Erinah Babirye and the Quaternary.
Erinah Babirye’s work is about plants, she paints leaves and flowers in a variety of colors and forms, she abstracts some and “figurates” others, the work attempts to examine the history and memory of the plant outside its utility, our encounter with nature as with all between man kind and the environment is one of expropriation of plant and animal life, the lives of ecologies are tied to some utility now, either as food, raw material or entertainment, these ecologies possess no territory or scope of self-determination, it is clear now that natural life is at the mercy of human activity, there is an underlying violence waged by both sides: man and nature. The violence of nature is an innate raw power but that of man is premeditated channeled and focused, the violence of man has been pointed at some level of control, (taming dogs, killing off mosquitos, roads and other acts) the goal of man’s level of violence is in effect to control and make nature convenient, but in the recent past man has achieved more than that in some spaces nature has been completely eradicated and in its place an artificiality has arisen where all interactions with the physical have gone through a series of filters and these sieve materials, sounds, smells and sights to create environments that are fully artificial.
The violence that most Ugandans have had as a community was that which nature could handle, our tools did not have the power to significantly terraform, they provided food, shelter from materials that were not significantly processed and clothes that were in essence still a stage in raw material, the violence exercised against nature had some sort of primal balance to it, there was a directness in the way violence against nature was meted, there was always contact, it was primal and regenerative, it was always young and the land never changed, it was eternal, you never outgrew your home, it carried you forever. The violence being meted out after the colonial project significantly differs, industrialization could change the landscape in permanent ways repeatedly, this is not to say that the expropriation by the natives here was in a way justified and “purer” 1 they simply did not possess the tools to scale the violence. The default for human beings at various stages of civilization is a form of extraction of resources, that is what it takes to survive, but we are past surviving, scarcity is no longer the problem (there is irony in this statement, but for now take it in the context of perpetual expansion).

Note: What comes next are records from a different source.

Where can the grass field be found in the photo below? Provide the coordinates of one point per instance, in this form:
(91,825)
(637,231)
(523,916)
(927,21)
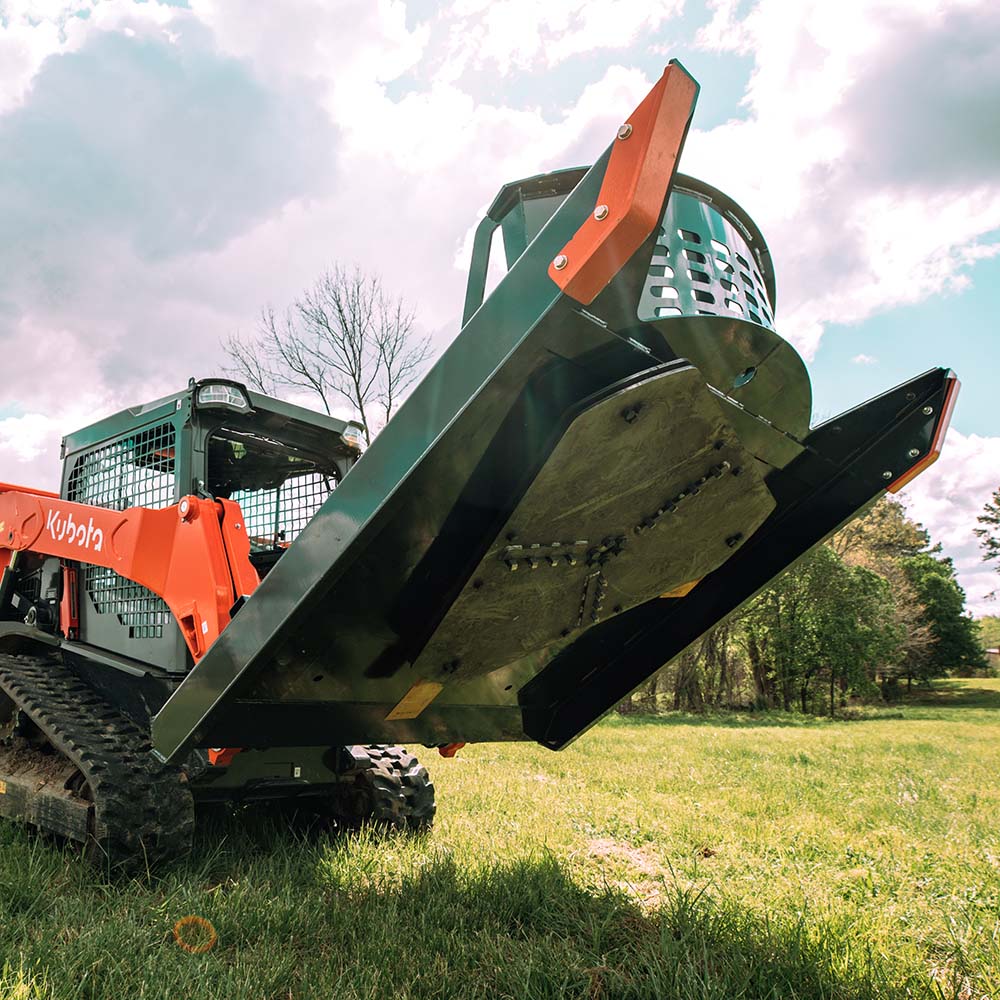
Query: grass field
(736,856)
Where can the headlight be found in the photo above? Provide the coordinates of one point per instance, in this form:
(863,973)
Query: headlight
(233,397)
(353,436)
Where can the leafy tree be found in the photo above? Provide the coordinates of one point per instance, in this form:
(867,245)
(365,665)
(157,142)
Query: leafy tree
(881,540)
(989,626)
(824,618)
(956,635)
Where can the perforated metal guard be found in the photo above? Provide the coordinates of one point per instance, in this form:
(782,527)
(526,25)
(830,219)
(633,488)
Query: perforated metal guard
(279,514)
(135,471)
(702,266)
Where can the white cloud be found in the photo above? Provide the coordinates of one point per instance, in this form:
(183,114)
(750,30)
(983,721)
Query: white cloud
(867,157)
(948,498)
(520,34)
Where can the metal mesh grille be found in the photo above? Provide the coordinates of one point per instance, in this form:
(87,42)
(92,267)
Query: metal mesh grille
(135,471)
(279,514)
(702,266)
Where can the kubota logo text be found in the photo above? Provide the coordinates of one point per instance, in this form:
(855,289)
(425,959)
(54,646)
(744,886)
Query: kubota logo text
(66,529)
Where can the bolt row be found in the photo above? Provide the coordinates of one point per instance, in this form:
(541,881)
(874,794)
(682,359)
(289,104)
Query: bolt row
(692,490)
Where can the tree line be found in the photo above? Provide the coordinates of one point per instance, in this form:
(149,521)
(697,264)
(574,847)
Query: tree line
(875,607)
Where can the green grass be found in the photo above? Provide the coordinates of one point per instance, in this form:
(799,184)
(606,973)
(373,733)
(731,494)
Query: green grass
(725,857)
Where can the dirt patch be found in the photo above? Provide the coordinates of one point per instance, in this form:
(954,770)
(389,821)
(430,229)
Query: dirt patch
(637,858)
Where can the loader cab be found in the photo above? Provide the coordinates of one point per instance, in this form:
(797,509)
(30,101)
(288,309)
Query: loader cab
(216,438)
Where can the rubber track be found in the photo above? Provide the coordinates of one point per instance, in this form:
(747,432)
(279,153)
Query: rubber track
(143,810)
(396,791)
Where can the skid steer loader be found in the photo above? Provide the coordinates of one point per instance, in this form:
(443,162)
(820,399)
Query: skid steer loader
(227,601)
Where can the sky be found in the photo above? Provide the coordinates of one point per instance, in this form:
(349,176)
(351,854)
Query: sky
(167,169)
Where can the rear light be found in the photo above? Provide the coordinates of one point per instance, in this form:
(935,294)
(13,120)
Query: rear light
(353,436)
(226,394)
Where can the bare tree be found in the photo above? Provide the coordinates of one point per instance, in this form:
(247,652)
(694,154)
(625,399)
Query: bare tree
(344,339)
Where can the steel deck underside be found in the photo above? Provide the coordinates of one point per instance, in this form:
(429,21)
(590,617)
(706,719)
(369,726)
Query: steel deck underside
(379,591)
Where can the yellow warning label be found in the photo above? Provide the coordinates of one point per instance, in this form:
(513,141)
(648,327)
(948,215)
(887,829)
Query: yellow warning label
(415,700)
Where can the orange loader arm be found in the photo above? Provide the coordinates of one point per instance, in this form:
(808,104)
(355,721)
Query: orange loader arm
(194,554)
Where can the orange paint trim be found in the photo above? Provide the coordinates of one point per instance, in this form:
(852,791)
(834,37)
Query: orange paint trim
(635,187)
(69,604)
(951,396)
(683,590)
(182,553)
(222,756)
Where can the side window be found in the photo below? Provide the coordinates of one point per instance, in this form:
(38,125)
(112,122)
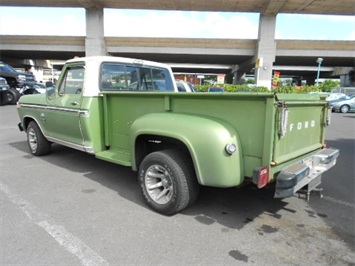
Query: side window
(118,77)
(162,80)
(73,80)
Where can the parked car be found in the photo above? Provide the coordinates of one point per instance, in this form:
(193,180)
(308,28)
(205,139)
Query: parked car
(184,86)
(335,96)
(17,81)
(4,88)
(344,105)
(215,89)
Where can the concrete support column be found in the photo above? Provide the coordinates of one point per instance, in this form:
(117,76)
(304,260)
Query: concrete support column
(266,50)
(95,40)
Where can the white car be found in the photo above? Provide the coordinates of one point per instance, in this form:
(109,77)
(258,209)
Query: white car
(184,86)
(335,96)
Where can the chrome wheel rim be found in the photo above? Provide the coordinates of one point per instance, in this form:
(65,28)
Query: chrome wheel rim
(32,139)
(159,184)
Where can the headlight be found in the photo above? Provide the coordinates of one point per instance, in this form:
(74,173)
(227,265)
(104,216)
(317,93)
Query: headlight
(21,77)
(231,148)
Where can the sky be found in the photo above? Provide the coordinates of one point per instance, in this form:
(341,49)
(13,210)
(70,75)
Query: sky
(179,24)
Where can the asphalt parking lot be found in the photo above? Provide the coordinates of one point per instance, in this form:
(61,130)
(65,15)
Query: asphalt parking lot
(69,208)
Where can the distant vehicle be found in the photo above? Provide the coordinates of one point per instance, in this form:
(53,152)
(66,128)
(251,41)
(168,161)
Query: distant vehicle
(216,89)
(335,96)
(344,105)
(184,86)
(17,81)
(345,90)
(4,89)
(14,78)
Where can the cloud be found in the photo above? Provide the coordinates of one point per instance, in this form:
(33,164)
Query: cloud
(43,21)
(179,24)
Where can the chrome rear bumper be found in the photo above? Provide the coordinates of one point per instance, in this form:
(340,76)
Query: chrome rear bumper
(308,171)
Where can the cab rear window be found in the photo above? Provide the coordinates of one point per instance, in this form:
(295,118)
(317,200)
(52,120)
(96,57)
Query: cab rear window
(119,77)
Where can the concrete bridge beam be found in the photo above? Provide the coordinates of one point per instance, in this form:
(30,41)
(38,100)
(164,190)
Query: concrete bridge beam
(266,50)
(95,40)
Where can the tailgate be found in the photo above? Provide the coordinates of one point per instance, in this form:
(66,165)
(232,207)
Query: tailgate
(300,122)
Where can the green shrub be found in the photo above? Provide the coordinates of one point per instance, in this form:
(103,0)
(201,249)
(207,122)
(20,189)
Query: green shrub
(326,86)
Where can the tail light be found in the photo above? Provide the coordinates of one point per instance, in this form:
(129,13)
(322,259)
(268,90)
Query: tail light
(261,176)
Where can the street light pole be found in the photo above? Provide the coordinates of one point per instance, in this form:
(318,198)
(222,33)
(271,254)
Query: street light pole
(319,61)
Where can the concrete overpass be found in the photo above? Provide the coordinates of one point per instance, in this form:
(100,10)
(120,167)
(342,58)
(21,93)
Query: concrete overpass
(238,55)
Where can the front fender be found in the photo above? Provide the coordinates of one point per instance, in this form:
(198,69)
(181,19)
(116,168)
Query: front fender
(205,138)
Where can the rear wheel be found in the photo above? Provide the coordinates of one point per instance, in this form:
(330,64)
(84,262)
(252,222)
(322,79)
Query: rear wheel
(168,182)
(37,143)
(344,108)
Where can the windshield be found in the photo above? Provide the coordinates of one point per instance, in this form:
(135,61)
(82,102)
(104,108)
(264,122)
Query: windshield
(6,68)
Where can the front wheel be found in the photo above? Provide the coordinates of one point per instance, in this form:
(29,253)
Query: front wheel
(37,143)
(344,108)
(168,182)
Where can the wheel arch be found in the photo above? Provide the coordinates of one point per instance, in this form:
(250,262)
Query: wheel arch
(203,138)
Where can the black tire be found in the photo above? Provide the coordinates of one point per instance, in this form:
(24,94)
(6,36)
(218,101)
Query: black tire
(344,108)
(168,181)
(37,143)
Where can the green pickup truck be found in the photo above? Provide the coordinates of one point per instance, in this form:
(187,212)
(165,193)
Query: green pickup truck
(129,112)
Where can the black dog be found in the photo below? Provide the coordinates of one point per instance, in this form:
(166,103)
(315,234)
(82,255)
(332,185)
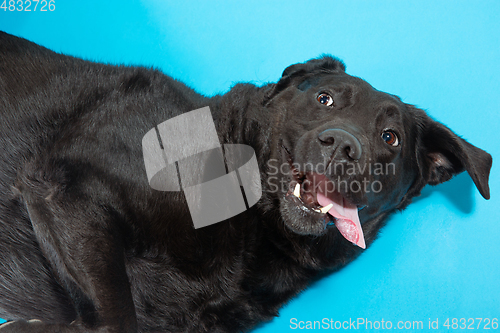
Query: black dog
(88,246)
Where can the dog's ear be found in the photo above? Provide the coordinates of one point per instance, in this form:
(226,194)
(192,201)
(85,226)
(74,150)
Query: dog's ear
(443,154)
(324,64)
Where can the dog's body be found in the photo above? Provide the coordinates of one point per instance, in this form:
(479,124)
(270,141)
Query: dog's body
(88,246)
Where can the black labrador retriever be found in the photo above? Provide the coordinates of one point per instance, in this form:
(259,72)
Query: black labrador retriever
(88,246)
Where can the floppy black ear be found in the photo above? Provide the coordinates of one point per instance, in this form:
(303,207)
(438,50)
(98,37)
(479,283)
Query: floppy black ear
(445,154)
(323,64)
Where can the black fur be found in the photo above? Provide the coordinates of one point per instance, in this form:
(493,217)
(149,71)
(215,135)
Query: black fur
(88,246)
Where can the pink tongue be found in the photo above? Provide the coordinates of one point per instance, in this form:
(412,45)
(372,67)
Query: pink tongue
(346,217)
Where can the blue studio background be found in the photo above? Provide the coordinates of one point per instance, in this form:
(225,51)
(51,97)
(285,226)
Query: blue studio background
(438,259)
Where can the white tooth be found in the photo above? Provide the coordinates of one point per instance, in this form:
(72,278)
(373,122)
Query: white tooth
(325,209)
(296,191)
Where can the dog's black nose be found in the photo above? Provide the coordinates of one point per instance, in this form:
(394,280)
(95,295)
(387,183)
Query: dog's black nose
(342,144)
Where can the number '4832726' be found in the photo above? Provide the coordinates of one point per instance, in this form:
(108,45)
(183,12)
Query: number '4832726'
(28,5)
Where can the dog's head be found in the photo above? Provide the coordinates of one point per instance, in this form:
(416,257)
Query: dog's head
(356,150)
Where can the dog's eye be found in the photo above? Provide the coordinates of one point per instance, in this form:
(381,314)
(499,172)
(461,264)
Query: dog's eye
(325,99)
(390,138)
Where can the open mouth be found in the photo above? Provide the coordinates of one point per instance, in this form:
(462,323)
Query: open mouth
(315,194)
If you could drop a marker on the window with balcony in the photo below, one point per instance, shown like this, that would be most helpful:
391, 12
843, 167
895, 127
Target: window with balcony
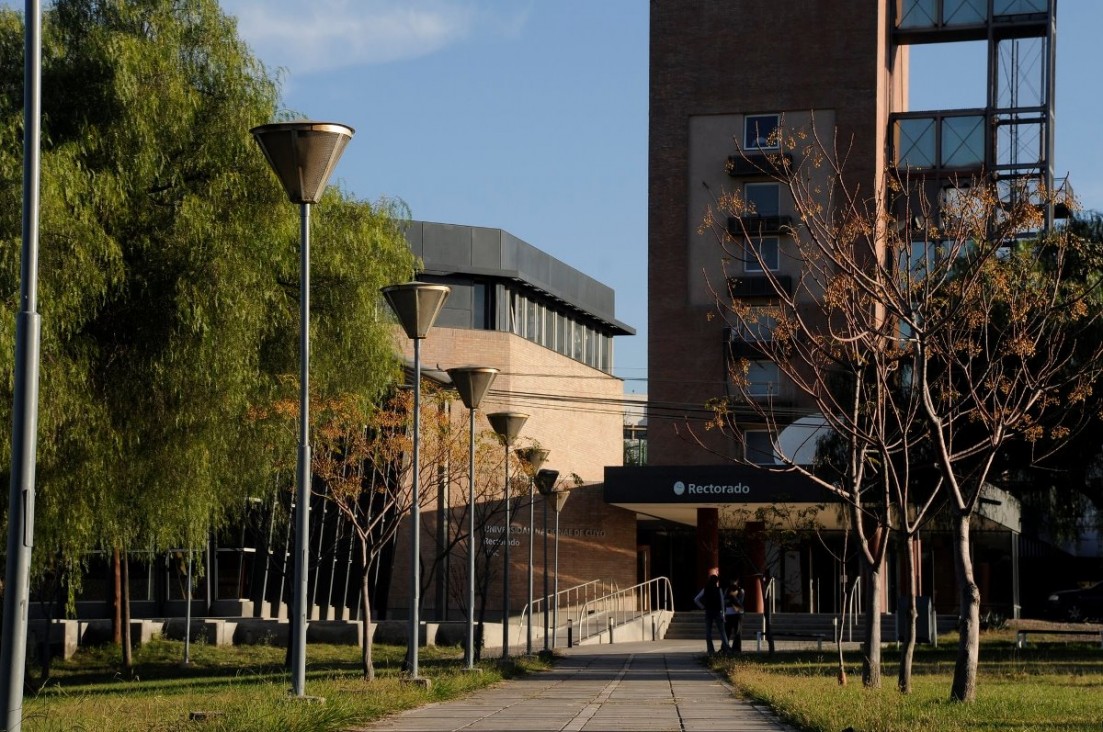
760, 131
762, 255
756, 326
762, 198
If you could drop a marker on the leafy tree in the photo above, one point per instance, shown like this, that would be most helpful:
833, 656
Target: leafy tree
169, 276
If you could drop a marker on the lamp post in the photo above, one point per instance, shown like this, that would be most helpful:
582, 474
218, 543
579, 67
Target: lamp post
472, 383
507, 427
302, 154
532, 458
545, 483
417, 305
24, 412
560, 498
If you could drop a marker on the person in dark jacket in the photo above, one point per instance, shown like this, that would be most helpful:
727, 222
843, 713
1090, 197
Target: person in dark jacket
734, 615
710, 599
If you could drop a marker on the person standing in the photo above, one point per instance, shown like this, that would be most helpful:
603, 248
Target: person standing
710, 599
734, 615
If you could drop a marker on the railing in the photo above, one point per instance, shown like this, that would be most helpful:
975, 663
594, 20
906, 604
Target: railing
565, 601
623, 606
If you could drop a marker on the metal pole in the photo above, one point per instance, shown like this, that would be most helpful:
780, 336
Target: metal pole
505, 573
555, 617
302, 474
188, 614
416, 516
469, 656
545, 572
25, 395
528, 615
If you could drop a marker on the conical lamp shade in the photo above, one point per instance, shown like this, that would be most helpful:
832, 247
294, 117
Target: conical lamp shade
472, 383
506, 424
302, 154
417, 305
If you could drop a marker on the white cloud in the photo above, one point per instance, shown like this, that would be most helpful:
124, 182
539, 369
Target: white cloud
311, 35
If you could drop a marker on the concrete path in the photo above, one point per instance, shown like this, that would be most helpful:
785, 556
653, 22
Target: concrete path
640, 687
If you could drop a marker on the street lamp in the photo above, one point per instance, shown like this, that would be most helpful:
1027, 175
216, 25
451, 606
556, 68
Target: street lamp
532, 458
302, 154
507, 427
417, 305
472, 383
24, 408
560, 498
545, 483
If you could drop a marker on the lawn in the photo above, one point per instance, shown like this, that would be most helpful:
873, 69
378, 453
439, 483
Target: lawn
243, 688
1048, 686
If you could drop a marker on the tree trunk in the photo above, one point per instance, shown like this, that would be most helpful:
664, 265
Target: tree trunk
117, 598
128, 660
968, 634
871, 657
903, 679
365, 594
767, 615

The point with all this to analyze the direction of discourse as far as art is concerned (at least here in Uganda) the predominant message is that as a race we have been so evil in our relation to the earth and that the violence we have committed is overwhelming, and that we need to rein ourselves in to stop the calamity that is inevitable if we don’t. however there is opposition to this, some feel like we as a community have not extracted enough from nature to give up, most developed societies reached levels of artificiality we have not, there are glaring technological and infrastructure gaps and while this version of progress may not necessarily be the best, most people want that, they feel that asking them not to drive a car, or build a smaller house is “unfair” in a way, that they are being denied the dream of progress.
Art practices that arrive at the point of critique of consumption for a populace that does not feel like they have consumed of course fails to even garner contempt, it is dismissed, no one (local) engages with it on any meaningful level, and maybe this brings us back to the issue of violence, there is no doubt whatsoever at least locally on where the control of natural resources lies and it is not with the sensitive and rational, it is with the violently greedy, the artist can only do so much.